A couple weeks ago -- after seeing a photo of the cast of Mad Men in contemporary clothing at the Emmys -- I twittered that "I'm not convinced that the cast of Mad Men should be allowed out in public out of their period clothing." Yeah, that was a joke, but there was definitely some truth behind the statement.
To me, the authenticity of Mad Men comes from its slow pace and the inaction, rather than action, of the characters. And even though viewers are watching the story unfold without any sort of omniscient narrator or voice from 2008 as a guide, there's always some sort of entity hovering over the series saying "these people really truly existed, but that was in the past and everything you are now watching is gone."
At least that is what I experience when watching the show -- kind of like the big emotional payoff in "The Carousel."
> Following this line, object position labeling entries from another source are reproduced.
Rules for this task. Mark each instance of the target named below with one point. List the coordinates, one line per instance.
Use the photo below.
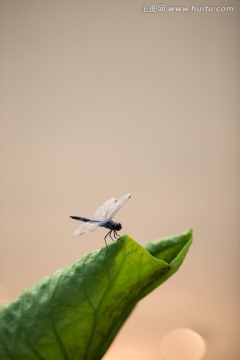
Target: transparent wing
(87, 227)
(102, 212)
(116, 205)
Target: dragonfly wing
(87, 227)
(114, 207)
(102, 212)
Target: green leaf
(76, 312)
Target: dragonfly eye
(118, 226)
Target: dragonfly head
(117, 227)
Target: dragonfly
(103, 218)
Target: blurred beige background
(99, 99)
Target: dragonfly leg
(106, 240)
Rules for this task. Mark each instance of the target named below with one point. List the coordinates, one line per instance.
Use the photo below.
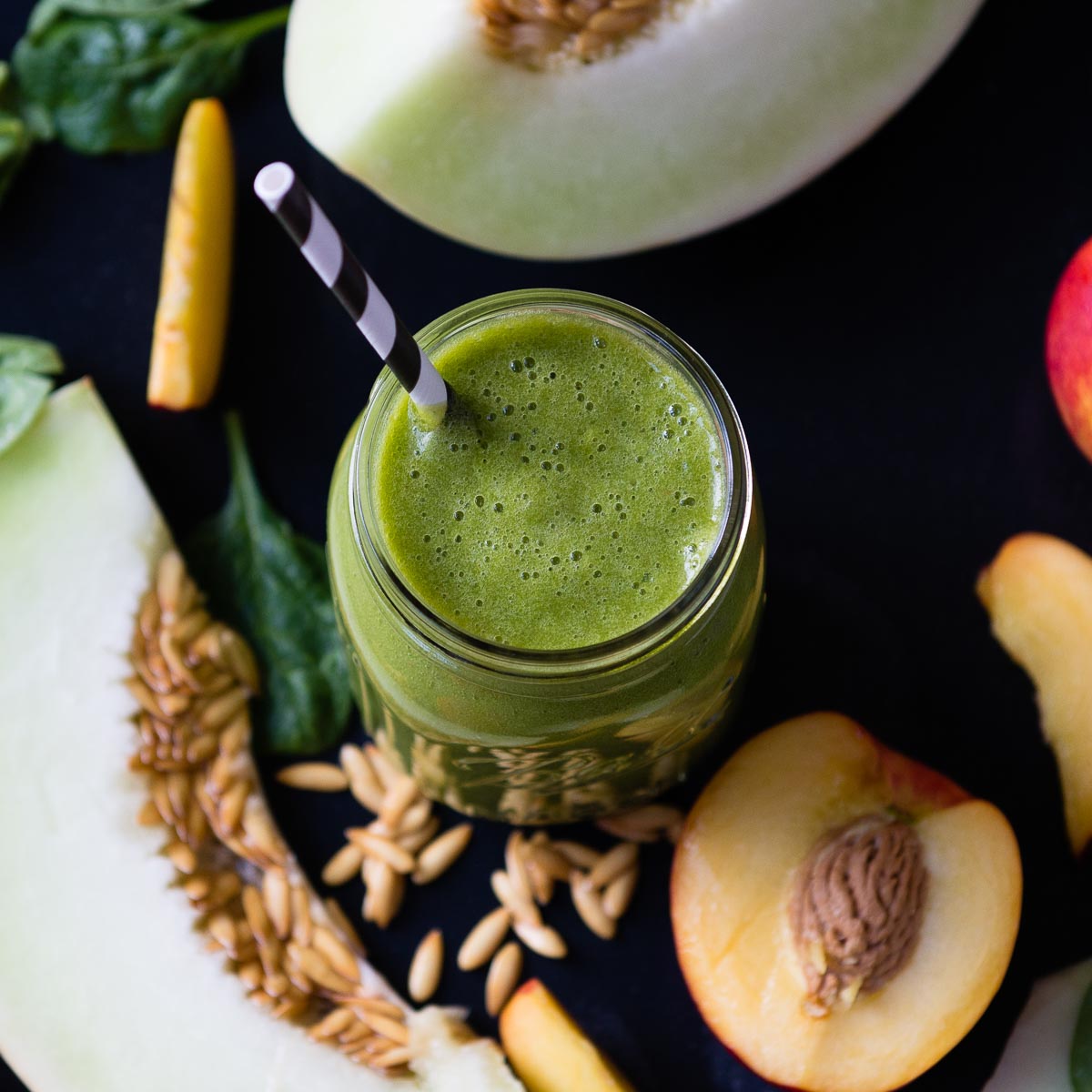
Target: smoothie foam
(573, 494)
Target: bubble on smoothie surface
(581, 512)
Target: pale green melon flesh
(104, 984)
(716, 113)
(1036, 1058)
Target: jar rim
(715, 572)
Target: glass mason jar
(534, 736)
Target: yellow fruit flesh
(195, 285)
(1038, 594)
(734, 874)
(546, 1048)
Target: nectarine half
(842, 915)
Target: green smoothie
(551, 600)
(573, 492)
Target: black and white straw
(287, 197)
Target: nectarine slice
(1038, 594)
(549, 1051)
(752, 850)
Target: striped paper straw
(287, 197)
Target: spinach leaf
(15, 136)
(121, 83)
(1080, 1053)
(47, 11)
(272, 584)
(25, 365)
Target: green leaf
(1080, 1053)
(114, 83)
(25, 363)
(272, 584)
(47, 11)
(15, 136)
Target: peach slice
(752, 855)
(1038, 594)
(546, 1048)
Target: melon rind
(721, 109)
(104, 982)
(1036, 1057)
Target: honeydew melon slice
(104, 984)
(1037, 1053)
(715, 110)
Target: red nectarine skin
(1069, 348)
(915, 789)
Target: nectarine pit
(856, 909)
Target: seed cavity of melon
(541, 33)
(298, 958)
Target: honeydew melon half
(713, 112)
(104, 984)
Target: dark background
(880, 333)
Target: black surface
(880, 333)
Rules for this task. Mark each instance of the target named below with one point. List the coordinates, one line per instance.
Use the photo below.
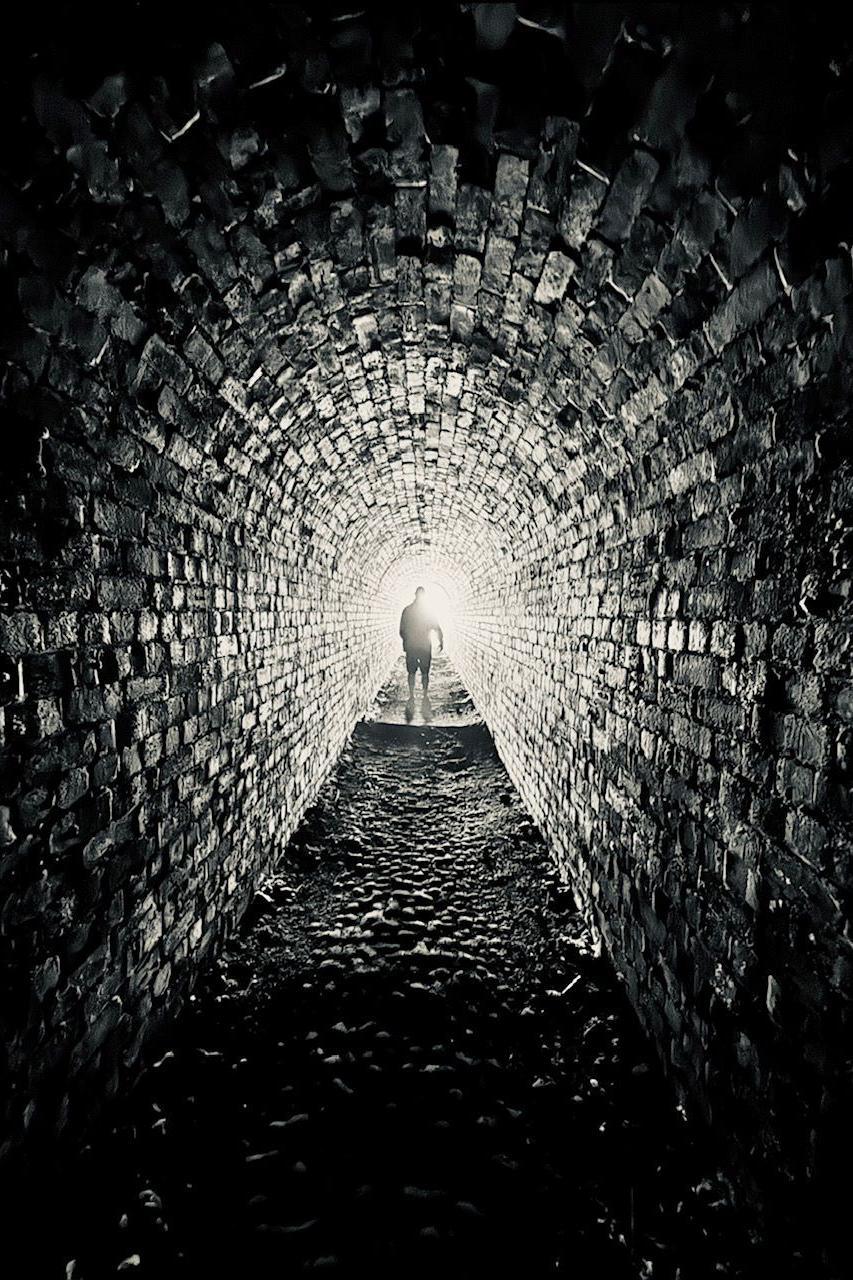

It may be a bit surprising that, to me, the two characters who seem closest to flesh and blood have actually the fewest lines and development in the show -- Sally and Bobby Draper. It's hard for me to watch the show and not think "these kids are in their 50s now." Or, "I wonder how they would remember this particular event in their life." Like the scene when Don Draper brings home the dog after bailing on his family during Sally's birthday party. I couldn't help but think that a 50-something Sally Draper now thinks back of that memory with much fondness -- completely oblivious to what was reality. Or Bobby, now Robert Draper, recalling his father's work ethic and the weeks he traveled the world for business.
And that's the thing that fascinates me so much about the show. Everyone hears stories from relatives about their pasts, yet there are so many details missing from these stories that will remain unknown. The cast of Mad Men do their part to fill in those gaps of a larger, universal story.